Original biosimilar product applications were acted on by BsUFA target date 75% of the time in the last quarter of FY20; in the first quarter of FY21, CDER hit its target date for just 67% of these applications.
 
In the third quarter of FY20, CDER approved 17 abbreviated new drug applications (ANDAs) and 314 manufacturing supplements. The number of ANDAs held stead with 18 approved in the first quarter of FY21, while supplement approvals fell to 149 for that reporting period.
 
Inspections
FDA is continuing its risk-based approach to identify the subset of applications that require pre-approval inspections (PAIs), according to the report.

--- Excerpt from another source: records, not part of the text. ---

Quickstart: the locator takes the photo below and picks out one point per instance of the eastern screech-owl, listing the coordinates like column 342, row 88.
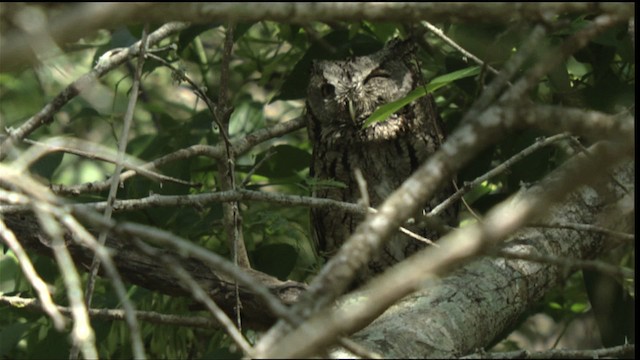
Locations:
column 340, row 97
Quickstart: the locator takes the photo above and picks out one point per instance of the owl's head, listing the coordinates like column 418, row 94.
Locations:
column 345, row 93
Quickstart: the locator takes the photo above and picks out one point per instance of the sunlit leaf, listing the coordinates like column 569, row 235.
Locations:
column 384, row 111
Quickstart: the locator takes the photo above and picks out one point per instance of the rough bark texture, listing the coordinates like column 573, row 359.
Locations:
column 138, row 268
column 482, row 301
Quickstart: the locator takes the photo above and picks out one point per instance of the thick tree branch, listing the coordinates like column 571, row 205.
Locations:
column 81, row 20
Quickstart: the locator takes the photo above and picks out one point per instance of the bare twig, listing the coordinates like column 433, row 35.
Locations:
column 200, row 295
column 568, row 264
column 48, row 306
column 240, row 145
column 136, row 339
column 110, row 62
column 118, row 314
column 459, row 48
column 496, row 171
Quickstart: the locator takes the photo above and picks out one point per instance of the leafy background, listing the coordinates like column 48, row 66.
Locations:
column 269, row 73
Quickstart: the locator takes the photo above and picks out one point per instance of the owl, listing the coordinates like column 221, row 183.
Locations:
column 341, row 95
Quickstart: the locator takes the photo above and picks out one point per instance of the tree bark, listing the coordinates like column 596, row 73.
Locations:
column 477, row 304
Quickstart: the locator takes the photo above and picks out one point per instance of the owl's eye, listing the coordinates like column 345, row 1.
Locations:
column 327, row 90
column 379, row 72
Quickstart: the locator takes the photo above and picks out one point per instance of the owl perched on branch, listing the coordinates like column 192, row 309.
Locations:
column 341, row 95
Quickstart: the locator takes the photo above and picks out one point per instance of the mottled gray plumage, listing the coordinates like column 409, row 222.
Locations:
column 340, row 96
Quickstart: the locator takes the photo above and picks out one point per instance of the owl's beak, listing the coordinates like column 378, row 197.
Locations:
column 352, row 111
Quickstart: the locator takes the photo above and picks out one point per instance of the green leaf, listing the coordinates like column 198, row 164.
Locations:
column 384, row 111
column 275, row 259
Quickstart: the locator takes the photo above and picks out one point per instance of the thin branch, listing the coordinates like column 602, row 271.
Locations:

About one in five applications will usually trigger a PAI.
 
While mission-critical domestic and foreign inspections continue, the Bioresearch Monitoring program’s  pre-approval and for-cause inspections are considered on a case-by-case basis when they are considered mission-critical during the pandemic.
 
“While continuing to conduct mission-critical and prioritized inspections, due to practical constraints, such as travel limitations, quarantine and social distancing requirements or lockdowns, we have been increasingly relying on alternative approaches,” in conducting pandemic-era inspections, wrote CDER officials.
 
Alternative approaches may include using an inspection by a trusted international partner; using information that foreign regulatory partners share; and using facility records reviews to replace an on-site inspection.
 
By using this variety of alternate approaches, CDER reduced the need for PAIs by 48%, 60% and 52% in quarters 3 and 4 of FY20 and the first quarter of FY21, respectively. (RELATED: FDA looks to resume domestic inspections this monthRegulatory Focus 10 July 2020)
 
However, a recent Government Accountability Office report and testimony before a House subcommittee revealed that a longstanding and mounting backlog of mandatory inspections “could both extend the maximum interval between inspections beyond FDA’s five-year policy and reduce the resources available in fiscal year 2022 for inspecting the other highest priority establishments identified by its model.” (RELATED: FDA’s inspection backlog: GAO raises concerns as delays mount, Regulatory Focus 09 March 2021)
 
That report and testimony revealed details of FDA’s inspection program during the pandemic, including the fact that FDA completed just two routine surveillance inspections in India and none in China from the end of October 2020 through the first part of 2021.